Перелыгин. Мое обыкновенное утро


Вступаю в земное существование последовательно: сперва разлепляю один глаз, потом другой.

Солнце ломится в окошко, плещется на полу, как вода. Неподходящее для наших мест сравнение.

Поворачиваюсь и вижу в окне знакомую голову.

Она горбоноса и морщиниста, взгляд ее печален и устал, презрителен и мудр тысячелетней мудростью. Голова смотрит на меня понимающе, снисходительно и сочувственно.

— Ты это брось, — говорю я. — Тоже мне, философ-идеалист. Горбатая старая шкура.

Голова не отвечает, она пошевеливает волосатыми губами — кажется, намеревается плюнуть. Это он умеет!

— Но, но, — говорю я. — Катись прочь.

Голова исчезает.

— Старая шкура, — говорю я вслед и скидываю простыню.

Доктор Керницкий настаивает, чтобы я занимался гимнастикой: пятьдесят два года, возраст и прочее. Хреномудрия. Много понимает эта налитая спесью пробирка в зеленой велюровой шляпе. Кому нужна зарядка — так это самому Керницкому, знай торчит в больничке, где почти всегда пусто, в поле не вытащишь его тягачом. А я за день ухайдакаюсь — без всяких гимнастик весело.

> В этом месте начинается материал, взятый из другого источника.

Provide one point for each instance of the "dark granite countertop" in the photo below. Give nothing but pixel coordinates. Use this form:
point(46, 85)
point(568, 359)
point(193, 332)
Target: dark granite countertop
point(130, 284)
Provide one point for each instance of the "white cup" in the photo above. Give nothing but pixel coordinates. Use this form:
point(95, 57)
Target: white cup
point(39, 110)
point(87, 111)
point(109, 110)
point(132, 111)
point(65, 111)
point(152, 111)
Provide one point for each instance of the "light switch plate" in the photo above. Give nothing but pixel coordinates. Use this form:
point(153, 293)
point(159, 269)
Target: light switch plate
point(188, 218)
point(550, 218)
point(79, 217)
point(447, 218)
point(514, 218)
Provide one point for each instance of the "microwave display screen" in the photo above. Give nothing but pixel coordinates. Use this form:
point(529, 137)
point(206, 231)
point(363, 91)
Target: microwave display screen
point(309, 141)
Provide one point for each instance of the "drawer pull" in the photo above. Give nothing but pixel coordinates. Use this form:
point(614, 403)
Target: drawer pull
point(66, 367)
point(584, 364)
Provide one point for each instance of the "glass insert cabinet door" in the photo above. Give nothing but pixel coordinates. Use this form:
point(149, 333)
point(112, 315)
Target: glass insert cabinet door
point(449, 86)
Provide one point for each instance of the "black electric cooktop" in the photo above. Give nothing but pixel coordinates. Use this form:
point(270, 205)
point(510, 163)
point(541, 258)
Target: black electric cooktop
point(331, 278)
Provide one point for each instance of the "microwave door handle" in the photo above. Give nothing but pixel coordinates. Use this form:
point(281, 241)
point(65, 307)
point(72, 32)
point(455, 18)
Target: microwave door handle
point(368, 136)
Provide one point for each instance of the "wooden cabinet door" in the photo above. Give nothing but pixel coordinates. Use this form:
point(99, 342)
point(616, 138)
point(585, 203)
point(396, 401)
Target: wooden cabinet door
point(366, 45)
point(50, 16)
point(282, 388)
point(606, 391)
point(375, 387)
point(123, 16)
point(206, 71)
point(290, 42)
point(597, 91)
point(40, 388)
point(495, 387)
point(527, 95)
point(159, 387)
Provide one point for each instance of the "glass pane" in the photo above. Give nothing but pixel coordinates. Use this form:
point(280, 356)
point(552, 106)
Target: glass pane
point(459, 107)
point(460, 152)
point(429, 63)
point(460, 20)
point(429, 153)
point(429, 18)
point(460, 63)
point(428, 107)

Гляжу на пустое окно, раскаиваюсь, зову громко:

— Кешка! Иннокентий Палыч!

Этот стервец не поддается на заигрывания самого начальника экспедиции. Смотрит издали. Свысока.

Он имеет право, черт возьми, относиться ко мне снисходительно: когда мои предки еще раскачивались, уцепившись хвостами, на ветвях, пращуры Иннокентия Павловича уже были такими, каков сейчас он, — степенными, осанистыми, вдосталь наделенными сознанием собственного достоинства. Я помню об этом и не протестую против его высокой гордыни. Больше того: я заискиваю.

— Ладно, — говорю я, — не серчай. Сахару выдам.

Кешка и тут не дрогнул. Характер. Дай бог каждому.

В поселке Иннокентий — единственный представитель верблюжьего племени. У нас — техника, автотранспорт, и тягловая сила ни к чему. А этот появился по собственной инициативе, прошлой зимой. Наверное, выгнали в пустыню умирать. Обычно так делают со всеми старыми, не годными для работы и даже на мясо верблюдами. Они долго скитаются в песках, одинокие, обреченные и не ропщущие, бродят, пока смерть не повалит их. А Кешка — вот характер у мужика! — не согласился умирать, он пришел в поселок, облюбовал почему-то мой дом и с того времени каждое утро заглядывает в окошко, ест, что подадут, а потом, как собака, сопровождает меня до конторы. Я ругаюсь, смеюсь или не обращаю внимания — когда как придется. И, в зависимости от настроения, зову оскорбительно — старой шкурой, приятельски — Кешкой, а то почтительно — Иннокентием Павловичем. Сегодня умудрился за несколько минут употребить все три обращения.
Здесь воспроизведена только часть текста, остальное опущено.